The government is planning to restrict sugar imports to 200,000 metric tonnes (MT) in 2024, following substantial shipments this year. Agriculture Secretary Francisco Laurel, speaking during a confirmation hearing with the Commission on Appointments, indicated that the Department of Agriculture aligns with the initial assessment of the Sugar Regulatory Administration (SRA). Laurel stated that, based on SRA estimates and discussions over the past two weeks, the country does not anticipate the need for a significant sugar import in the coming year, reported Manila Standard.
The SRA affirmed that carry-over stocks from the 2022 importation would be sufficient to meet local demand. The assessment suggests that the importation requirement for 2024 should be around 200,000 MT, assuming no adverse weather conditions. The current stock of refined sugar is reported to be about 200 percent higher than last year, providing nearly two months’ worth of inventory. Imports of 440,000 MT under Sugar Order (SO) 6 have contributed to this surplus, with withdrawals reaching 200,000 MT, leaving a balance of 220,000 MT.
Apart from this, about 30,000 MT from the 150,000 MT of sugar imported under SO 7 has arrived, leaving a balance of 120,000 MT that was intended for shipment in time for peak demand during the holidays.

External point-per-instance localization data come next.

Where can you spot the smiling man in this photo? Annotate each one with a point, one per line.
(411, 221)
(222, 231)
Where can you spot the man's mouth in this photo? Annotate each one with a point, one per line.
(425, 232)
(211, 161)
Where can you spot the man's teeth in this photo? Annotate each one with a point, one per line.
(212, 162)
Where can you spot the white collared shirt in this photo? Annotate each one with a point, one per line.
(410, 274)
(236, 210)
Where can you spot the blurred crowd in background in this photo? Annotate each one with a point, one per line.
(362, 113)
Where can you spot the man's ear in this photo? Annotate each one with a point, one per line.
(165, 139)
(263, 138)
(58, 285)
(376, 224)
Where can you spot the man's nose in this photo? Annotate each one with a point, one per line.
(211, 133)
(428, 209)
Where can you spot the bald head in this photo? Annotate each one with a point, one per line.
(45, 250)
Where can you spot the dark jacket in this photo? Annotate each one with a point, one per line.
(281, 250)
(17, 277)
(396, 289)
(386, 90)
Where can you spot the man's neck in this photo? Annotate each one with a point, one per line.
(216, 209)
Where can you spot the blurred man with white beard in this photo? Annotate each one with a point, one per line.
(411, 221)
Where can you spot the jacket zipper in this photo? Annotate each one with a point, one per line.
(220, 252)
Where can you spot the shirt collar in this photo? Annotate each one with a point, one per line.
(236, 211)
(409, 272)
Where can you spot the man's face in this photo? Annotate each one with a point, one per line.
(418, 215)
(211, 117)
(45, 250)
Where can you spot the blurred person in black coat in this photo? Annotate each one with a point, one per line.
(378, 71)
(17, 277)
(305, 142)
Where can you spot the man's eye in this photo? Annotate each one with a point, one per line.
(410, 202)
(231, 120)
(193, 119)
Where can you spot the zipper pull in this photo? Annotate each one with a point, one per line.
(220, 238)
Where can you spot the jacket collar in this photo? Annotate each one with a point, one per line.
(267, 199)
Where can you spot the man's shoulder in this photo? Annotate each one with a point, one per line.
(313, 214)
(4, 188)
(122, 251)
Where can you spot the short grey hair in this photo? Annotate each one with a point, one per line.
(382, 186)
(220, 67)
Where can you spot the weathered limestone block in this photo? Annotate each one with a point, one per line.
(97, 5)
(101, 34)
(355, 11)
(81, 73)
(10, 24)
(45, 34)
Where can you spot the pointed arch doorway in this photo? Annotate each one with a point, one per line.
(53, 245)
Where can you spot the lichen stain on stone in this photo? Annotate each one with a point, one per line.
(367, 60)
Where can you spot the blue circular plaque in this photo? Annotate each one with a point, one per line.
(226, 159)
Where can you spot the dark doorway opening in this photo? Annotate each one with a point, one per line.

The pre-milling estimate from the SRA anticipates sugar output reaching 1.84 million MT in crop year (CY) 2023 to 2024, reflecting a 2.7 percent increase from CY 2022 to 2023. An additional 50,000 MT of raw sugar output is expected if El Niño conditions are not as severe as predicted. However, a worsening dry spell may result in a 10 to 15 percent decline in the harvest. The retail price of sugar has stabilized at around P85 per kilogram, down from an average of P110/kg, with farm gate prices estimated at P60/kg or P3,000 per 50-kg bag.